In his famous experiment, Eratosthenes measured the noon time solar angle at two locations of a known distance apart. From the difference in angle, he was able to determine the latitudinal difference, or angular difference between the two locations. Since they were a known distance apart, he divided a circle by the angle, and multiplied by the distance, arriving at a value within about 15% of the currently accepted value.

While 15% is impressive, there were a few things that could have been done differently to further refine the accuracy. One fundamental assumption of the time that we now know was not quite accurate, was the assumption of the sun’s rays being perfectly parallel when striking the Earth. This assumption is not too bad really because the suns rays are close enough to parallel for most practical purposes, and approximation, as to make a negligible difference. The big things that could have been done differently were the measurements. Eratosthenes estimated measurements and rounded the numbers for expediencies sake, and ease of calculation.

As an example of the importance of knowing the circumference of the Earth, it has been speculated that in his endeavor to find a quicker route to the East Indies, Christopher Columbus felt as if Eratosthenes' calculations were far too large. Instead, he used a value as much as 1/3 less. Given the known length of the eastern route, those erroneous calculations led Columbus to believe that a faster, shorter route must exist to the west. He would have been correct if the circumference was 1/3 smaller. Alas, it's not, and the rest they say...is history.

In the spirit of the early mathematicians, I am going to attempt to recreate Eratosthenes experiment on this moon, with hope of being within his margin of error. While I won't have fixed objects of known height, I will have my SRV and Buckeye II, both of which have published dimensions.

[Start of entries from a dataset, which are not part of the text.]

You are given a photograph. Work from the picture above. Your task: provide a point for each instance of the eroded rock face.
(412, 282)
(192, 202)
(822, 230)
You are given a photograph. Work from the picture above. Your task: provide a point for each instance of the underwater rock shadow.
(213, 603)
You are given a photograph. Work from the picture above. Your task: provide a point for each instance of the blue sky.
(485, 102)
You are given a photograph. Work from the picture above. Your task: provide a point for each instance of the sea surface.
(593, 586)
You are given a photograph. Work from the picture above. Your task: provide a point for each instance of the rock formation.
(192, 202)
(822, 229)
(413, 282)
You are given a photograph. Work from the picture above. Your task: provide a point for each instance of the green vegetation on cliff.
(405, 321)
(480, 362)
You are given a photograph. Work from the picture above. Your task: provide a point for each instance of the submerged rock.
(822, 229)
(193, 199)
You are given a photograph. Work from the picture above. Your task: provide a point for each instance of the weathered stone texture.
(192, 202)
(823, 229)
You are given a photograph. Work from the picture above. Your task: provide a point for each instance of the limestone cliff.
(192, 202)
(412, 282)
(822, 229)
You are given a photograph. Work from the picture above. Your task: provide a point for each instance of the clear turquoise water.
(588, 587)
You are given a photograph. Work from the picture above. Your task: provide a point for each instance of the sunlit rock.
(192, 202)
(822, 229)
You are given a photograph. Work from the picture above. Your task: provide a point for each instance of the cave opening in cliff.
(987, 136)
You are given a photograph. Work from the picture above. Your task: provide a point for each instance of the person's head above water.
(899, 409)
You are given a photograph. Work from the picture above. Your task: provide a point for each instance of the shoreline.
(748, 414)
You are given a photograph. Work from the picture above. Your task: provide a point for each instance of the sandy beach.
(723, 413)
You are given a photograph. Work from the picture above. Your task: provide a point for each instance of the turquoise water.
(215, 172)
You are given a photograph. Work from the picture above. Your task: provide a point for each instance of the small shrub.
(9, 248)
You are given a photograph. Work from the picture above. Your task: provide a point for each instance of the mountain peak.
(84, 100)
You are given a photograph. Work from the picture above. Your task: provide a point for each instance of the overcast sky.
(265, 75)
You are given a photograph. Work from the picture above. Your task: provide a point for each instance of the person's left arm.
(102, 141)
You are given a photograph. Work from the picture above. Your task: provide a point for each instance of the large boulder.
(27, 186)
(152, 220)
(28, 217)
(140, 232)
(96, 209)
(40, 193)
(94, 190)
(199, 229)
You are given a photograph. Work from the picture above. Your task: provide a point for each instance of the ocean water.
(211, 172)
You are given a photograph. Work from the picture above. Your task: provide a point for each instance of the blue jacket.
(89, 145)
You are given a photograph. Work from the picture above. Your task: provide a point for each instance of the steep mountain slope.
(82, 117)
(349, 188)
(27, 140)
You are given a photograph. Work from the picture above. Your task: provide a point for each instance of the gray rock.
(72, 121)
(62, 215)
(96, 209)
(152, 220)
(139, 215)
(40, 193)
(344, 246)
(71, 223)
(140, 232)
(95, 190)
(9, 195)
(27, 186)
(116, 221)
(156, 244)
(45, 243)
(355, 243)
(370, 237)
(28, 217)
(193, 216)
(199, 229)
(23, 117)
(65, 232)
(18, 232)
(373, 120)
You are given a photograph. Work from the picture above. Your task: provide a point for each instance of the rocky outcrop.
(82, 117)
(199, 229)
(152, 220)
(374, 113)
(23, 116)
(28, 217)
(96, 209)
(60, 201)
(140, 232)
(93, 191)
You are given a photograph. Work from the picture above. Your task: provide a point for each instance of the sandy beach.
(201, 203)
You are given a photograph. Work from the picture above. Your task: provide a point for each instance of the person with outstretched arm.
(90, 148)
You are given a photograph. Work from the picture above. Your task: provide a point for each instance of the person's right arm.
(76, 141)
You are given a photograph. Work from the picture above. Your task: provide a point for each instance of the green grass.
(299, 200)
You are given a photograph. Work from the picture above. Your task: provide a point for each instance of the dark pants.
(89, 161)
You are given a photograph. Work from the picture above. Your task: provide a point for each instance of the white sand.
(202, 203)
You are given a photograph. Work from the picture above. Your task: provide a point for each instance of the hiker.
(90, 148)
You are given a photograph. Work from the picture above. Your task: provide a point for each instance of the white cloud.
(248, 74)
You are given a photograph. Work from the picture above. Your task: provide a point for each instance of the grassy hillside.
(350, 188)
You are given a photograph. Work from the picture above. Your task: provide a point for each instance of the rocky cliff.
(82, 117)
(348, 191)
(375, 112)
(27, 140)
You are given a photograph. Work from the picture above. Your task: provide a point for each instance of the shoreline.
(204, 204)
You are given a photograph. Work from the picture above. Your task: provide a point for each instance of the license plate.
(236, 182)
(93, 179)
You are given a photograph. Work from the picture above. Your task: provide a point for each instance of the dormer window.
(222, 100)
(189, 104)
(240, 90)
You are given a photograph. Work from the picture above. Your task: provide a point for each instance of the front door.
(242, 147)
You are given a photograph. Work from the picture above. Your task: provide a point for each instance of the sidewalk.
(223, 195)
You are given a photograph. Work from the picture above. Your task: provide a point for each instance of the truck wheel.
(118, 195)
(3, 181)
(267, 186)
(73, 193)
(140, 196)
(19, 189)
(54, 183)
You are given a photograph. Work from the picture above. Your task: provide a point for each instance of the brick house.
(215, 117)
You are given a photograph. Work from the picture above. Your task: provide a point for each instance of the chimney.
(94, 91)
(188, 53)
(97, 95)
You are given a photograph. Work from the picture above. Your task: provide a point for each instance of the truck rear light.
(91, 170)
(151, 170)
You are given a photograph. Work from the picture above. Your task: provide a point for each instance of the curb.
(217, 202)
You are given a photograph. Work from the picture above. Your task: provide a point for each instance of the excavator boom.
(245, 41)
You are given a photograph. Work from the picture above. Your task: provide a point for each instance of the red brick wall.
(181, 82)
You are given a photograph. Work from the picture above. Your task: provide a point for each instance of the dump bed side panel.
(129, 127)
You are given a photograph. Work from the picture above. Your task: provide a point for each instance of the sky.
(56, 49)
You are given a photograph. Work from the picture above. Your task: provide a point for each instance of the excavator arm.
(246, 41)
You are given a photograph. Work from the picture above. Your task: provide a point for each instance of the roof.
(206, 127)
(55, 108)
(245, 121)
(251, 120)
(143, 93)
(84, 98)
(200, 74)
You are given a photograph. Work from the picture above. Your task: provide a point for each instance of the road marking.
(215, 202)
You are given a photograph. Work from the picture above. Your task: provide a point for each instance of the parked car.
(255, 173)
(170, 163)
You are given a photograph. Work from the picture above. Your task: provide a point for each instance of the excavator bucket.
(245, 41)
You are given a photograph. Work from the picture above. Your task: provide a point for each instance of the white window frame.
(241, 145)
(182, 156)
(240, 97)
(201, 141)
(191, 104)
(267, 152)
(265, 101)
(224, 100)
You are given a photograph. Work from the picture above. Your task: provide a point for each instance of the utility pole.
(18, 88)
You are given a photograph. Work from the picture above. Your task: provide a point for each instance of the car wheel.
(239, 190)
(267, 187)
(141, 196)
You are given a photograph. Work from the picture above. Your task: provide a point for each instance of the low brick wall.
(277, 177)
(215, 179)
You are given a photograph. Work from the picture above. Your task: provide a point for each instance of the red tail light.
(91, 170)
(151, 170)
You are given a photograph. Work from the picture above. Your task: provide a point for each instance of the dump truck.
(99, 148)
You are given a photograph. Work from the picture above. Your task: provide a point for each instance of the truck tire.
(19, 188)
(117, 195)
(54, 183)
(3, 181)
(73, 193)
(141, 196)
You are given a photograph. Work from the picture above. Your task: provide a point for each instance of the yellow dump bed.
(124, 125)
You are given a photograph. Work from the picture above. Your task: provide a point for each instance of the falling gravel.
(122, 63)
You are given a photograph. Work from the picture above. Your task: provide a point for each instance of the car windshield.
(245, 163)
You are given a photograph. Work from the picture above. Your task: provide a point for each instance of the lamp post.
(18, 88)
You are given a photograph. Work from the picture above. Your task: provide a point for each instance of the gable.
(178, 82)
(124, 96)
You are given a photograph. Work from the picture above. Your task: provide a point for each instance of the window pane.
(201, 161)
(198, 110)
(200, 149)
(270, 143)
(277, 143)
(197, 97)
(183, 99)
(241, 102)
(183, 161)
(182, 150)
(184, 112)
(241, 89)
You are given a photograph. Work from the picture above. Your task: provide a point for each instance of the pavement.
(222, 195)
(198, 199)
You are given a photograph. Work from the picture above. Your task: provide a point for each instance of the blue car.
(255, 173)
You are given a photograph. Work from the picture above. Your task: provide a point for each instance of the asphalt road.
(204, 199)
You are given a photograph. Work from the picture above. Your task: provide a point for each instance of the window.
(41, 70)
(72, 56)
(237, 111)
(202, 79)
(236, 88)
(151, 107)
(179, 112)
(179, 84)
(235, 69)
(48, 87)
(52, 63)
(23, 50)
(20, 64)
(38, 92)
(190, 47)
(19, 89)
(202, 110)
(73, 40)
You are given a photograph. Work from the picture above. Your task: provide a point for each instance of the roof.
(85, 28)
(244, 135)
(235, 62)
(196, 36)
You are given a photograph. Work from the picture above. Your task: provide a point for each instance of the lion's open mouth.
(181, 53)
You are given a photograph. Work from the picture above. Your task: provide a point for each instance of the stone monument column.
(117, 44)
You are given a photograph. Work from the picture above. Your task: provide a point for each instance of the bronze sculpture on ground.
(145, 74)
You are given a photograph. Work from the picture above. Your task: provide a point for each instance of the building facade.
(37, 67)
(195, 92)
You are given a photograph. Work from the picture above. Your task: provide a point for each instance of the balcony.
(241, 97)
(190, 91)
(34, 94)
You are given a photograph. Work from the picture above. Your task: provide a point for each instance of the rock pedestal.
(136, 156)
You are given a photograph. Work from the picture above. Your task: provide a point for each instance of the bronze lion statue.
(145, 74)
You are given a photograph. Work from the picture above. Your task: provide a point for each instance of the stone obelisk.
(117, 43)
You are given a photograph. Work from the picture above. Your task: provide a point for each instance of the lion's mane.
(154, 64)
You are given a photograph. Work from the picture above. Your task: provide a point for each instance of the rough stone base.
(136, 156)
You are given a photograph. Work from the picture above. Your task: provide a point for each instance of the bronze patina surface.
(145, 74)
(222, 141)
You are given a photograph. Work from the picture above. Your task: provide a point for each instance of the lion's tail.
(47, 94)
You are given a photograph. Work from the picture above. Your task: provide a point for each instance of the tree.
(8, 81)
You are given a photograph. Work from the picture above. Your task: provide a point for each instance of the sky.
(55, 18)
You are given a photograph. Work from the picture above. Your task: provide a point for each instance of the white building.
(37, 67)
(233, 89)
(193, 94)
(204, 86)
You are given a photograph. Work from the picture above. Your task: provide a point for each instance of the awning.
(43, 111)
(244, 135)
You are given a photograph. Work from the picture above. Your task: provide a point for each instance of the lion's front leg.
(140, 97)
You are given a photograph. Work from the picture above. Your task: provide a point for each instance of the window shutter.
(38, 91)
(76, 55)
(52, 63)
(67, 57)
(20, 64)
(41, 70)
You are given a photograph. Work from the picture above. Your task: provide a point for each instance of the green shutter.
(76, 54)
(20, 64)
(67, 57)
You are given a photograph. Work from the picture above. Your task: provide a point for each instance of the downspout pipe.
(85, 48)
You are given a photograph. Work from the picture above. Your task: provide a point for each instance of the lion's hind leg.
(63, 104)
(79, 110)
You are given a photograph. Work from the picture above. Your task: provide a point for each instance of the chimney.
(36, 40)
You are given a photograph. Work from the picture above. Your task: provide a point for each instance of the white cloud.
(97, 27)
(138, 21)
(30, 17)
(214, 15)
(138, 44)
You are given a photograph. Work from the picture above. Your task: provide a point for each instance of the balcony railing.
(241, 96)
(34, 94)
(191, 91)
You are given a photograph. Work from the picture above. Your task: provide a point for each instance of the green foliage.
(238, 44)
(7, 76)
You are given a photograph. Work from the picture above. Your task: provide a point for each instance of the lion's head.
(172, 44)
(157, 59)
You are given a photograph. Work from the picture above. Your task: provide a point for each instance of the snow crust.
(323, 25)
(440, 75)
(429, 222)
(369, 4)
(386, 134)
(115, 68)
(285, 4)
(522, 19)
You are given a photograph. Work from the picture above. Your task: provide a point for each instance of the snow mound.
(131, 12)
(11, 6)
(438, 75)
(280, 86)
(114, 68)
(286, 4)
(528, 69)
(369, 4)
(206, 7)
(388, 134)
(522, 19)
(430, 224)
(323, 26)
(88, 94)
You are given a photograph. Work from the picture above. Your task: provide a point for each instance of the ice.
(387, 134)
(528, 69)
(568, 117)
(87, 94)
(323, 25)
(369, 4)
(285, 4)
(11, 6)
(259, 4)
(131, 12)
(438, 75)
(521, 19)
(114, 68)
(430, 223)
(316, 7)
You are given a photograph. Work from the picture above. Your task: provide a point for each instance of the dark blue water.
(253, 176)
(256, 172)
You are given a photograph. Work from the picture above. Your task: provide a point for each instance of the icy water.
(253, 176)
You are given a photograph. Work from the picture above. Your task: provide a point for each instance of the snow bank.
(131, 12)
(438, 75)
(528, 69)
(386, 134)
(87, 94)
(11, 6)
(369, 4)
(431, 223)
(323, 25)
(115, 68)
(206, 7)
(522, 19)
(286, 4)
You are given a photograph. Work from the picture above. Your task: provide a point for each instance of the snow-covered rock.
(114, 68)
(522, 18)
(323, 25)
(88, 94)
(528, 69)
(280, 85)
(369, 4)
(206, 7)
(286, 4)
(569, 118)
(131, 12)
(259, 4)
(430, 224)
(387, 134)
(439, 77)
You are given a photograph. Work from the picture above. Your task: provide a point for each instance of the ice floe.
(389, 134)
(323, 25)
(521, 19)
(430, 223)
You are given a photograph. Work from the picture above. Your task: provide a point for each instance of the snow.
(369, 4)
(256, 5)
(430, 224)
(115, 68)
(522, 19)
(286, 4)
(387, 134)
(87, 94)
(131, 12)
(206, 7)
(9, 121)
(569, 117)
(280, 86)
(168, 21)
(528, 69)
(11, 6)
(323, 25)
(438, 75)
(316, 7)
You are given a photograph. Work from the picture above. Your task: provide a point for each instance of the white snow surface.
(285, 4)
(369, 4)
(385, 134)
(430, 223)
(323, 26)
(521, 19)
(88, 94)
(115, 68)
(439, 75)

SRV Dimensions: 4.8m L x 4m W x 2.5m H

AspX Dimensions: 56.5m L x 51.3m W x 19.7m H

While the dimensions are not necessary for the calculation, assuming those dimensions are accurate and to scale with the planetary bodies, coupled with careful photography, I should be able determine solar angle in two different locations.

The two biggest challenges are going to be getting the two spots far enough apart quick enough to have a useful distance for calculation while also not having the solar angle change appreciably due to orbit and rotation. The other challenge will be accurately measuring the distance between the two points. Without an odometer, accurately measuring surface distance traveled is difficult, especially after travelling over 1MM.

To help mitigate that issue, I am going to measure distance using three different methods. First, I am going to try and keep an estimate of my average speed over time. Second, I am going to use the exploration panel SRV distance traveled value. Third, I am going to calculate precise distance based on starting and ending latitude and longitude values. The problem with that method is that it requires the body radius, which is fundamental to the circumference, which is what I am trying to calculate inthe first place. That said, given no actual in game tool to measure distance, I think using the lat/lon method to obtain only the distance does not break the spirit of this experiment recreation, after all, Eratosthenes had that distance information almost 2500 years ago.

If a method of accurately determining shadow angle can be found, this experiment would actually be something ideal for multiple commanders. Two or more commanders landing in different locations on the same body at the same time, taking screen shots to determine angle would certainly tighten up the accuracy.